I'm Vivek — a Lead DevOps / SRE engineer with 8+ years shipping production systems across payments (Paytm, PayU), telecom (Airtel) and SaaS (Sprinklr). I've owned cloud migrations (Ali Cloud → AWS, on-prem DC → AWS), shipped Kubernetes Operators that automate toil, and built observability stacks that page humans only when humans are actually needed.
I lead from the keyboard: I write the design doc, ship the first version, then mentor the team that owns it. I've operated platforms at 1000+ cluster / 5000+ engineer scale, run on-call rotations, hardened security and compliance for regulated payment workloads, and driven 30%+ cloud cost reductions through right-sizing and FinOps.
Looking ahead, I'm open to Lead, Principal, Staff, or DevOps/SRE Manager roles where reliability, platform engineering and AI-assisted operations are first-class problems.
1000+ Kubernetes clusters across 14 regions on EKS · GKE · AKS. GitOps-first with ArgoCD ApplicationSets; zero-drift policy enforced in CI.
Prometheus + Thanos + VictoriaMetrics + Grafana + Loki/ELK at PB scale.
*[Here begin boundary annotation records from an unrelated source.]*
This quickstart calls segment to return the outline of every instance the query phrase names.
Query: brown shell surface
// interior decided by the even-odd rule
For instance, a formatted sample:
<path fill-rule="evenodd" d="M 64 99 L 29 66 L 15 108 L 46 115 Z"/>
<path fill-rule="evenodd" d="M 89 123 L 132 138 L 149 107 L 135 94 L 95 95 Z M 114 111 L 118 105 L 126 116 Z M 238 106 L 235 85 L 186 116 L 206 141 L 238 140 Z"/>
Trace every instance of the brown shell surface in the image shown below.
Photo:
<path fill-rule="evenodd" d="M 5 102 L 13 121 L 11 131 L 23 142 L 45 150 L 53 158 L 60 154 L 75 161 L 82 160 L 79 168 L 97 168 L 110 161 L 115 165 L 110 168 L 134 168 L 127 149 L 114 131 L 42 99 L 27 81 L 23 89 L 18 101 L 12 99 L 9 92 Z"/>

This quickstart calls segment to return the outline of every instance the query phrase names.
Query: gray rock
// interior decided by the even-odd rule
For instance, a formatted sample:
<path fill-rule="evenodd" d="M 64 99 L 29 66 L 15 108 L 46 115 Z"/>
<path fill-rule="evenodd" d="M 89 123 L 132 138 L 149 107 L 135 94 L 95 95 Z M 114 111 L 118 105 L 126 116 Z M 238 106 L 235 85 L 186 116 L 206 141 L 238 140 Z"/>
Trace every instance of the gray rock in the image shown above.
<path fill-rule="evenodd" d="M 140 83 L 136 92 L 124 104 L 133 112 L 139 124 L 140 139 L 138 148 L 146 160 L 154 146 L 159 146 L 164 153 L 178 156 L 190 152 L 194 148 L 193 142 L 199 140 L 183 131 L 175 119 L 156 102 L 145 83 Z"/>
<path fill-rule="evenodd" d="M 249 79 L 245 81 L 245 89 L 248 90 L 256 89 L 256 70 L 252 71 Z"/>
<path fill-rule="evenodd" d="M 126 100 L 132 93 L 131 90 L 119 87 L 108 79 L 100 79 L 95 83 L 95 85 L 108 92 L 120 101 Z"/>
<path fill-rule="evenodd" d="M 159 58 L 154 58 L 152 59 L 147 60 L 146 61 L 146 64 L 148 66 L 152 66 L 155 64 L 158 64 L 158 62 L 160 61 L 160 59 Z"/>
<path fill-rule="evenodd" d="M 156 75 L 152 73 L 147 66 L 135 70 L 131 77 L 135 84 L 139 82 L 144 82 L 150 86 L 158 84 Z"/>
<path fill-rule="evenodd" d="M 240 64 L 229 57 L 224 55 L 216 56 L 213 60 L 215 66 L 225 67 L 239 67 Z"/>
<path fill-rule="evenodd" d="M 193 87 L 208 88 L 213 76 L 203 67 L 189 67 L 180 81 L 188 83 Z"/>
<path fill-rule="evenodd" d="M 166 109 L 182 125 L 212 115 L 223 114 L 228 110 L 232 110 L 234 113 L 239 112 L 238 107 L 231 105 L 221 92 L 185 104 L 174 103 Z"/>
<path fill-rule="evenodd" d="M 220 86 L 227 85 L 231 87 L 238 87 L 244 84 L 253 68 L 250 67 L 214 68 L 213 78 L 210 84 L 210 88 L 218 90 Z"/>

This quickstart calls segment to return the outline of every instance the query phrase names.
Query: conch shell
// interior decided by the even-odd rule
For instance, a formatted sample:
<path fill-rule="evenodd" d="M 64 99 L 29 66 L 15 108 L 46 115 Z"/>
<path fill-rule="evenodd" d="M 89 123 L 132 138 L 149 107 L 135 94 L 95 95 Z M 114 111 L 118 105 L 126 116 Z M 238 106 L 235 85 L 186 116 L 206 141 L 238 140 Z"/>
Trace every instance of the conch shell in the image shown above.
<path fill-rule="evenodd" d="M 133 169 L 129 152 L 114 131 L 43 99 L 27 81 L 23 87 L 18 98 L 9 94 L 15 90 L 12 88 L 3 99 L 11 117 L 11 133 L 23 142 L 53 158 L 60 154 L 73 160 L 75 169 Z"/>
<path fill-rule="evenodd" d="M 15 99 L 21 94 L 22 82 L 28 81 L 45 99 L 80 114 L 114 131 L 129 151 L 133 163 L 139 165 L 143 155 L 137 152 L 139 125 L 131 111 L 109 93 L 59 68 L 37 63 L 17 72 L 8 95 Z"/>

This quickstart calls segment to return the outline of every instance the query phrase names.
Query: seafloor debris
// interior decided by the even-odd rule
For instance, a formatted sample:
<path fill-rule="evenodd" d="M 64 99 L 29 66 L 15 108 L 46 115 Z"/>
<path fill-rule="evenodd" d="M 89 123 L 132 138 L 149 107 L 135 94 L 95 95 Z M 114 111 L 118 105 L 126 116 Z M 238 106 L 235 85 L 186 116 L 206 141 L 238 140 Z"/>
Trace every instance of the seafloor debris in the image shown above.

Per-tenant SLOs, burn-rate alerting, runbook-linked dashboards.
LLM-backed SRE copilot (Langfuse-traced, RAG over runbooks) that triages alerts, proposes remediations, and auto-closes low-risk incidents — 1200+/week.
IAM, KMS, Secret Manager, GuardDuty, CloudTrail, WAF, Shield, SonarQube, Qualys, Cortex. Shift-left policies in CI/CD; PCI-DSS-aware payment workloads.
Lead cross-functional pods of 6–12 engineers, run incident reviews and on-call rotations, mentor SRE-2/SRE-3 ICs, partner with product on platform roadmaps.
30% cloud spend reductions through right-sizing, spot/savings plans, multi-tenant cluster packing, and a Release Engineering UI that cut deploy toil 70%.